Nos encontramos con un rostro sesgado a la derecha y con un mirar que se dirige en la misma dirección. Los ojos muy abiertos y celestones se constituyen ya en el mitema en la obra de Spilimbergo. Es un tema que atraviesa el conjunto de su producción. Siempre un interrogarse por el sentido del mirar, por el sentido de la búsqueda de un objeto que transforme el mirar en ver. Acompañan a los ojos los labios siempre cerrados, cejas que se arquean siguiendo la oblicuidad de los ojos, cabellos recogidos o cubiertos, todo hace del mirar de los ojos el elemento central de la representación. Es que la vista es el principal de los sentidos del hombre. El mundo entra al hombre por medio de los sentidos y el principal es la vista. Y dijo Dios “Hágase la luz y hubo luz”. Y la luz es la base del mirar porque sin luz el mundo no podría ser mirado. En el caso de esta Figura, a diferencia de las anteriores, la dirección del mirar no es el espectador. El mirar de esta mujer se pierde en el horizonte de su ver. No nos interroga a nosotros, sino que abstrae su mirar en la búsqueda de un horizonte para ver y que está más allá de nuestro mirar. Es el juego del ver: nosotros miramos la obra, pero la modelo no nos mira a nosotros. Ella y su mirar en búsqueda de un ver constituyen un mundo que nos ha dejado de interrogar.
Estudio (figura), tinta sobre papel.
En este esqueleto en proceso de constitución, en ese reducirse del hombre a los huesos cubiertos por la losada carne en la vida, en esa contradicción entre esa belleza que perdemos según pasan los años y en ese marchitarse como preludio de la muerte, Spilimbergo encuentra el recurso plástico para remitirnos a la iconografía de la vanidad. Sentencia Amigo: “El rostro de belleza clásica mira el futuro y ese futuro es la muerte.”

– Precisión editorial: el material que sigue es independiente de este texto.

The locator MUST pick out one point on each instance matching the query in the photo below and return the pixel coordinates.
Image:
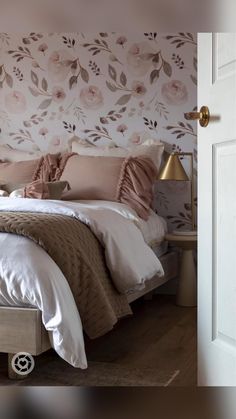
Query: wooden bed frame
(22, 330)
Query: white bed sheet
(29, 277)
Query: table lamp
(173, 170)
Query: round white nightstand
(187, 285)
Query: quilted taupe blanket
(80, 256)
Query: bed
(75, 266)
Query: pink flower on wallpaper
(58, 94)
(138, 88)
(43, 131)
(42, 48)
(56, 141)
(15, 102)
(121, 40)
(91, 97)
(59, 65)
(139, 58)
(122, 128)
(174, 92)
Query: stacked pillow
(116, 174)
(150, 148)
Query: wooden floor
(159, 335)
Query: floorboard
(159, 335)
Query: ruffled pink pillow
(45, 190)
(126, 180)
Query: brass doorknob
(203, 116)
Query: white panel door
(217, 211)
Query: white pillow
(150, 148)
(3, 193)
(10, 154)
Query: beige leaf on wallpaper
(72, 81)
(44, 84)
(9, 80)
(167, 68)
(123, 79)
(84, 74)
(33, 91)
(45, 103)
(112, 72)
(34, 78)
(194, 79)
(111, 86)
(154, 75)
(123, 99)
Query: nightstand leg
(187, 286)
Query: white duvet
(29, 277)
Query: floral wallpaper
(107, 88)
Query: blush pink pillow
(126, 180)
(21, 172)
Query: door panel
(217, 211)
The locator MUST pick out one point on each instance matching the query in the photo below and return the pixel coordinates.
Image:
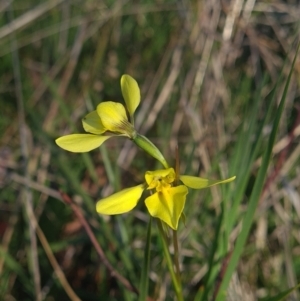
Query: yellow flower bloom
(109, 120)
(166, 203)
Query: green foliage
(219, 95)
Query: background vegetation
(212, 74)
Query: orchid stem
(176, 256)
(176, 282)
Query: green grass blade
(281, 296)
(256, 192)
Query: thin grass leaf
(256, 192)
(281, 296)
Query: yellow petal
(130, 92)
(92, 123)
(120, 202)
(80, 143)
(114, 118)
(199, 183)
(168, 204)
(152, 176)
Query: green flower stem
(144, 282)
(176, 283)
(145, 144)
(176, 256)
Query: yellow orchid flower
(110, 120)
(166, 203)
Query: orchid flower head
(166, 201)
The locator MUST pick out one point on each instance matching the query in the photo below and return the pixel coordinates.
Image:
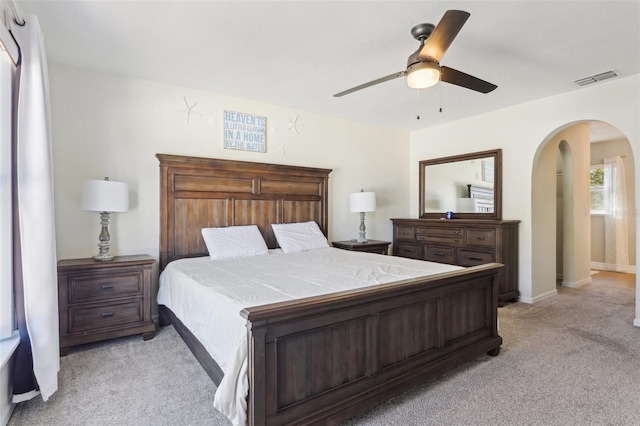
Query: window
(598, 191)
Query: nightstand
(371, 246)
(104, 300)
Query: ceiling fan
(423, 66)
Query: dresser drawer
(442, 232)
(441, 239)
(481, 237)
(440, 254)
(406, 233)
(83, 288)
(82, 318)
(412, 251)
(473, 258)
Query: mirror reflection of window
(448, 183)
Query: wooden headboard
(198, 193)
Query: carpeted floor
(570, 360)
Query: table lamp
(105, 196)
(361, 202)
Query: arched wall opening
(560, 197)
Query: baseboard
(601, 266)
(539, 297)
(576, 284)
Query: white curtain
(616, 256)
(34, 247)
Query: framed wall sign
(245, 131)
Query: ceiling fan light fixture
(423, 74)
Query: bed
(382, 340)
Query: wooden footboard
(323, 359)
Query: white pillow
(301, 236)
(234, 241)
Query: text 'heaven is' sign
(245, 131)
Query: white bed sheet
(208, 295)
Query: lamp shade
(105, 196)
(362, 202)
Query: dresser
(104, 300)
(463, 242)
(370, 246)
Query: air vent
(595, 78)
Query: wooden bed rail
(320, 360)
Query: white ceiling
(298, 53)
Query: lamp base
(104, 237)
(361, 238)
(103, 257)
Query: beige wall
(522, 131)
(599, 151)
(110, 125)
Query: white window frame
(596, 212)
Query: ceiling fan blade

Terracita, 1933, óleo sobre tabla.
Un piso de formas ajedrezadas, un balcón de mampostería, un paisaje montañoso y nevado, cuatro mujeres en dos grupos de a dos, unas mirando el paisaje y las otras como retirándose de la terracita. “El paisaje de estas pinturas enigmáticas –dice Amigo– ya no es el observable por el artista testigo de su destrucción bárbara sino una construcción mental, tal vez por ello son pinturas consideradas enigmáticas”. Vale decir que cuando nos encontramos ante estas pinturas, como Terracita, estamos frente a un enigma que no somos capaces de resolver. Es como si hubiésemos perdido la capacidad de decodificar los signos, como si nos faltase el maestro capaz de orientarnos en la interpretación de estos signos, como si estas pinturas rondasen el mundo de lo esotérico, un mundo en que se necesita un maestro que oficie de guía para nuestras almas. Pero si nosotros como contempladores no somos capaces de interpretar plenamente estas pinturas, si ellas constituyen un enigma, si los significados de su decir se nos escapan, entonces estas pinturas enigmáticas, estas pinturas esotéricas, sólo pueden ser desentrañadas comprometiéndonos en un largo proceso de aprendizaje e iniciación.
Fuentes consultadas:
Amigo, Roberto (2011). Grandes Pinturas del Museo Nacional de Bellas Artes: Lino Enea Spilimbergo. Buenos Aires, MNBA-Clarín.